Selon les dernières données comptables de l’Association canadienne du personnel administratif universitaire (ACPAU), publiées en décembre dernier, les arriérés d’entretien différé des universités canadiennes s’élèvent maintenant à plus de 17 milliards de dollars, soit une hausse de 30 pour cent par rapport à 2014.
« Nous avons atteint un point où 36 pour cent des travaux d’entretien différés sont critiques ou peuvent le devenir, affirme Paul Davidson, président-directeur général d’Universités Canada (éditrice d’Affaires universitaires). Chaque université tient un registre des risques pour ses biens matériels, et nous constatons que la situation s’aggrave. »
Les exemples ne manquent pas dans l’ensemble du pays.

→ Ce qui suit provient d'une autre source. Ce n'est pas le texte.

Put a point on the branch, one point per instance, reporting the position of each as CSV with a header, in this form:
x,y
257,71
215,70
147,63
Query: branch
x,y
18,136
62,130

En 2013, des auditeurs indépendants ont conclu que le campus principal du Collège d’art et de design de la Nouvelle-Écosse – une série de bâtiments historiques de style victorien majestueux, mais vétustes au centre-ville d’Halifax – était « impropre à l’usage » et nécessitait des travaux de restauration « gigantesques ». En 2017, le comité des finances de l’Université de l’Alberta a déterminé que la plus grande résidence du campus devrait être rénovée au coût de 117 millions de dollars afin d’éviter « une défaillance majeure de ses systèmes ». En 2018, un grand pan de briques s’est détaché du 10e étage de la Nouvelle résidence de l’Université McGill et a écrasé une voiture garée dans la rue. (Le nom est trompeur, car le bâtiment – un ancien hôtel – a été construit en 1977.)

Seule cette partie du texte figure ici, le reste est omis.